MML Survey Finds Increasing Shared Resources Among Cities

(Crystal A. Proxmire, 3/5/2011)


Across Michigan, municipalities are already doing exactly what Governor Rick Snyder is asking local governments to do: adopting cost-cutting “best practices” that save taxpayer money while continuing to provide vital services to residents, a new survey conducted by the Michigan Municipal League finds.


Some 129 communities responding to the MML survey provided details of more than 640 examples of how they are already sharing services, saving taxpayer dollars and improving operational efficiencies.


Examples of consolidation and shared services can be found throughout the state, including:


~On the state’s west side, six cities and Kent County share all the costs to provide everything from animal control services to waste disposal.

~In central Michigan, the city of Alma provides fire protection to four surrounding townships – a practice that’s been the norm in Gratiot County for decades.

~In the Upper Peninsula, the “new” city of Iron River is the result of the total consolidation of three separate municipalities.

~In southeast Michigan, Mount Clemens totally disbanded its police department in 2005 to contract with the Macomb County Sheriff’s Department, saving 1.4 mills in the first year.


While communities reported sharing all kinds of services, those relating to waste management, public works, administration and public safety were most common.


The City of Ferndale currently provides ambulance and fire services to Pleasant Ridge and Royal Oak Township.  Until this year, the City also provided Animal Control to Hazel Park, although it is likely that Ferndale will likely soon be getting Animal Control services through Oakland County for no charge.  All of these agreements provide extra income to the city, while allowing us to help neighboring communities.


According to Fire Marshall Brian Batten, the Ferndale Fire Department recently tried to work out a regional fire authority with Madison Heights, Hazel Park and Royal Oak.  “We were all ready to go with it,” he said.  “The County [Oakland] hired Plante Moran to come up with a final plan and it was just unrealistic.  They wanted completely new buildings and new equipment that we couldn’t afford to do.  We were trying to save money, and their plan would have cost a lot up front. …There are also legal challenges and issues with the unions to contend with.  When we got that report it took all the wind out of our sails.” Discussion has waned on the subject since the report two years ago, Batten said.


The City currently is in a Mutual Aid agreement with surrounding cities, so that in the event of a large fire, departments are able to step in and help, and be reasonably reimbursed for their services.
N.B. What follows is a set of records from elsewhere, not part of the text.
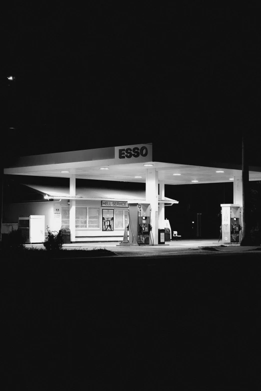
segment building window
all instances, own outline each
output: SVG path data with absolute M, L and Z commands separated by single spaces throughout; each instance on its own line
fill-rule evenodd
M 70 224 L 70 207 L 62 207 L 62 228 L 68 228 Z
M 128 211 L 115 209 L 115 229 L 124 229 L 128 224 Z
M 102 209 L 102 231 L 114 231 L 114 210 Z
M 100 228 L 100 208 L 95 206 L 88 208 L 88 228 Z
M 100 209 L 95 206 L 76 206 L 76 228 L 100 229 Z

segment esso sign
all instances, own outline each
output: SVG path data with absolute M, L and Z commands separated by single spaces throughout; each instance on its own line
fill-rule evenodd
M 152 161 L 152 144 L 132 144 L 114 147 L 116 164 L 148 163 Z
M 134 147 L 134 148 L 121 148 L 118 150 L 119 159 L 130 159 L 131 157 L 139 157 L 142 156 L 146 157 L 148 155 L 148 148 L 144 145 L 141 148 Z

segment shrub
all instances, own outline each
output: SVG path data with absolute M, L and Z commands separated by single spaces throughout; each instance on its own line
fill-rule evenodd
M 23 237 L 20 230 L 12 230 L 6 236 L 3 240 L 2 237 L 2 248 L 3 250 L 18 251 L 24 250 L 25 248 L 26 239 Z
M 42 243 L 46 249 L 48 251 L 56 251 L 62 249 L 62 228 L 58 232 L 56 231 L 50 231 L 47 227 L 47 238 Z
M 255 246 L 261 245 L 261 230 L 258 225 L 254 228 L 252 228 L 250 231 L 250 237 L 252 245 Z

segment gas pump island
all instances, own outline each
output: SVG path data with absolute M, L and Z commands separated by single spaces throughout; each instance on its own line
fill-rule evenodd
M 222 242 L 240 243 L 242 236 L 242 207 L 238 204 L 222 204 Z
M 150 225 L 150 204 L 128 204 L 129 240 L 126 235 L 120 245 L 138 246 L 149 245 L 153 243 L 152 239 L 152 232 Z

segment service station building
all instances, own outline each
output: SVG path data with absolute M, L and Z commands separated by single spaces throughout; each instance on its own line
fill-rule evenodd
M 120 242 L 128 226 L 130 242 L 136 243 L 140 233 L 147 237 L 146 244 L 158 244 L 158 230 L 166 226 L 165 207 L 178 203 L 165 195 L 166 184 L 233 181 L 234 204 L 222 206 L 222 241 L 230 243 L 242 224 L 240 168 L 178 164 L 174 156 L 164 160 L 158 161 L 152 144 L 20 157 L 4 174 L 14 176 L 38 197 L 5 204 L 2 232 L 31 216 L 32 231 L 44 230 L 46 235 L 47 227 L 69 228 L 72 243 Z M 260 180 L 261 169 L 250 168 L 249 176 L 250 181 Z M 34 216 L 42 216 L 38 225 L 33 225 Z

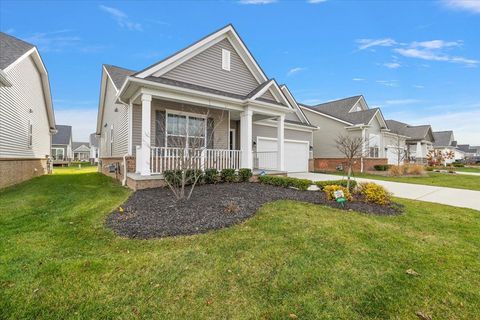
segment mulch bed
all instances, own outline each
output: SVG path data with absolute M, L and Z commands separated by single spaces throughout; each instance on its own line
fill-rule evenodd
M 123 205 L 123 212 L 112 212 L 106 225 L 128 238 L 159 238 L 192 235 L 221 229 L 253 216 L 265 203 L 297 200 L 342 209 L 327 201 L 323 192 L 299 191 L 260 183 L 225 183 L 197 186 L 189 201 L 177 202 L 168 188 L 135 192 Z M 402 207 L 349 202 L 345 210 L 378 215 L 397 215 Z

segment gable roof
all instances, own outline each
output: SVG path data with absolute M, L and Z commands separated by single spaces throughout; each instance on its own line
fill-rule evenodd
M 57 133 L 52 136 L 52 144 L 67 145 L 72 138 L 72 126 L 57 125 Z
M 117 91 L 120 90 L 125 80 L 127 80 L 127 77 L 135 73 L 133 70 L 113 66 L 111 64 L 104 64 L 103 66 L 110 75 L 110 79 L 112 79 L 113 85 Z
M 162 74 L 168 72 L 173 67 L 175 67 L 176 64 L 180 64 L 188 60 L 189 58 L 195 56 L 198 52 L 209 48 L 210 46 L 214 45 L 215 43 L 224 38 L 228 38 L 230 40 L 231 44 L 240 54 L 243 62 L 247 65 L 247 68 L 252 72 L 252 75 L 257 79 L 259 84 L 268 80 L 265 72 L 260 67 L 257 60 L 255 60 L 250 50 L 248 50 L 237 30 L 235 30 L 231 23 L 210 33 L 209 35 L 201 38 L 193 44 L 177 51 L 176 53 L 168 56 L 167 58 L 135 73 L 134 76 L 138 78 L 145 78 L 153 75 L 154 73 L 157 74 L 157 76 L 161 76 Z
M 0 69 L 5 69 L 35 46 L 0 32 Z
M 437 131 L 433 133 L 435 147 L 451 147 L 453 142 L 453 131 Z
M 90 147 L 88 142 L 73 142 L 72 149 L 77 152 L 89 152 Z
M 430 125 L 419 125 L 419 126 L 411 126 L 407 123 L 403 123 L 396 120 L 386 120 L 385 121 L 388 125 L 390 131 L 407 136 L 409 140 L 428 140 L 428 134 L 431 132 L 432 127 Z M 435 138 L 432 135 L 433 141 Z
M 365 101 L 362 95 L 320 103 L 315 106 L 303 105 L 311 110 L 345 121 L 351 125 L 367 125 L 375 117 L 379 108 L 351 111 L 359 101 Z M 366 105 L 366 102 L 365 102 Z
M 50 81 L 40 53 L 33 44 L 0 32 L 0 71 L 2 71 L 0 74 L 0 82 L 2 85 L 12 86 L 6 73 L 9 71 L 8 69 L 15 66 L 16 62 L 23 61 L 26 57 L 31 57 L 40 74 L 48 124 L 50 130 L 53 131 L 55 129 L 55 114 L 53 112 Z

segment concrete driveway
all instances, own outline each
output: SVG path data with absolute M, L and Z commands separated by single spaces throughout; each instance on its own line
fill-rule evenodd
M 322 173 L 289 173 L 289 177 L 310 179 L 312 181 L 339 180 L 341 176 Z M 391 182 L 374 179 L 355 178 L 358 182 L 375 182 L 384 186 L 395 197 L 435 202 L 455 207 L 480 210 L 480 191 L 426 186 L 421 184 Z M 480 179 L 479 179 L 480 183 Z

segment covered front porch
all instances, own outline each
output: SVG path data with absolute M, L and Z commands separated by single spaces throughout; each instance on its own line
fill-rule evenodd
M 132 99 L 130 110 L 129 150 L 137 178 L 162 178 L 167 170 L 285 170 L 282 112 L 167 99 L 155 91 Z M 276 122 L 276 148 L 256 152 L 253 125 L 267 119 Z

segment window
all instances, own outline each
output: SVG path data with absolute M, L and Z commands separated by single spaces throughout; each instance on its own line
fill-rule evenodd
M 222 49 L 222 69 L 230 71 L 230 51 Z
M 33 145 L 33 125 L 28 121 L 28 147 L 31 148 Z
M 167 147 L 201 148 L 206 146 L 205 118 L 167 114 Z

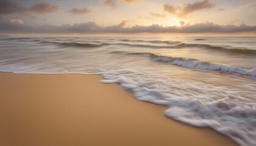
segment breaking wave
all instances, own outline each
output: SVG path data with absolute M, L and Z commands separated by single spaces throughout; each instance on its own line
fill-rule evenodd
M 119 83 L 133 92 L 138 100 L 168 106 L 165 114 L 172 119 L 196 127 L 210 127 L 241 145 L 255 145 L 256 141 L 252 137 L 256 136 L 256 108 L 231 103 L 230 97 L 238 97 L 235 91 L 159 78 L 129 69 L 101 74 L 104 78 L 101 82 Z M 213 96 L 226 97 L 207 100 L 207 97 Z
M 202 61 L 194 58 L 183 57 L 171 57 L 151 54 L 151 60 L 154 61 L 162 61 L 169 63 L 191 69 L 226 72 L 229 73 L 238 74 L 240 75 L 256 77 L 256 69 L 247 70 L 240 68 L 232 67 L 225 64 Z

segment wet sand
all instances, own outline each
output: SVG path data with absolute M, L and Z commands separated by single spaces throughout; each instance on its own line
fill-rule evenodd
M 0 72 L 0 145 L 236 145 L 101 78 Z

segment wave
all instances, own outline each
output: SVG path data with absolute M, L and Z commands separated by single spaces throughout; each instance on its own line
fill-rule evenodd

In their response to the MML survey, Royal Oak stated “The Urban Cooperation Act needs repeal.  Royal Oak and other nearby Cities hired consultants and found that any effort to consolidate results in higher costs instead of lower when addressing our fire departments.”


Communities that currently share Fire Services, or are involved in contracts for Service in other municipalities, include Allegan, Alma, Alpena, AuGres, Bangor, Bingham Farms, Bronson, Charoltte, Clawson, East Jordan, Hastings, Hazel Park, Ithaca, Lathrup Village, Mackinaw City, Marlette, Norton Shores, Southfield, St. Clair, and Troy.

The City of Eastpointe reports that there is “significant discussion between Cities of Eastpointe and Roseville to consolidate Recreation activities and Fire functions.”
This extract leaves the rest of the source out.